TaskUs is looking for a Data Scientist, AI Safety Services to bring statistical rigor and analytical firepower to AI safety benchmarks, red-teaming, and client rollouts. In this role, you will transform evaluation outputs into clear metrics and risk scores to guide client decisions and accelerate research, supporting our mission to ensure AI models behave safely and fairly.
What You'll Do
- Own analytics pipelines for jailbreak detection rates, toxicity scores, drift signals, and other safety KPIs from ETL through presentation.
- Design A/B and sequential tests to measure the impact of prompt tweaks, fine-tuning, or policy changes on model behavior.
- Develop risk models and dashboards in Python backed by scalable storage.
- Collaborate with Researchers to choose statistical methods, validate assumptions, and publish reproducible notebooks.
- Partner with Solutions Engineering to embed metrics in client reports and scope data requirements for new engagements.
- Automate reporting by building CI hooks or Airflow jobs so safety scores refresh with each new model drop or data batch.
- Stay current by evaluating new safety benchmarks, open-source metric libraries, and MLOps best practices.
What We're Looking For
- 3–5 years in data science, analytics engineering, or applied statistics.
- Proven track record turning messy, high-volume data into actionable insights and visualizations for stakeholders.
- Solid understanding of machine-learning evaluation workflows.
- Hands-on experience with the Python data stack (Pandas, NumPy, SciPy, scikit-learn) and SQL—or equivalents in Spark/BigQuery.

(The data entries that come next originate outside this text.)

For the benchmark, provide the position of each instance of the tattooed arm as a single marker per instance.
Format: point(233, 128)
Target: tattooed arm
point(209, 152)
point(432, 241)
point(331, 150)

- Familiarity with experiment design, hypothesis testing, and causal inference techniques.
- Statistical rigor: power analysis, significance testing, bootstrap or Bayesian methods.
- Data engineering basics: ETL, data validation, versioning, and scalable storage.
- Visualization and storytelling: interactive dashboards and clear narratives for technical and executive audiences.
- Scripting and automation: write maintainable code, schedule pipelines, and integrate with CI/CD.
- Collaboration: work fluidly with researchers, engineers, and client-facing teams under tight timelines.
Nice to Have
- Exposure to large language model outputs.
- Experience with MLflow or Weights & Biases.
- Exposure to privacy-preserving analytics.
- Familiarity with NIST RMF or EU AI Act metrics.
Technical Stack
- Python, Pandas, NumPy, Plotly, Streamlit, SciPy, scikit-learn
- SQL, BigQuery, Redshift, Spark
- Airflow
Team & Environment
You will collaborate closely with Researchers and Solutions Engineering teams in a dynamic, cross-functional environment.
Benefits & Compensation
- Competitive industry salaries
- Comprehensive benefits packages
- Inclusive environment
- Internal mobility and professional growth opportunities
Work Mode
This is a remote-first position.
TaskUs is committed to providing equal access to opportunities. If you need reasonable accommodations in any part of the hiring process, please let us know.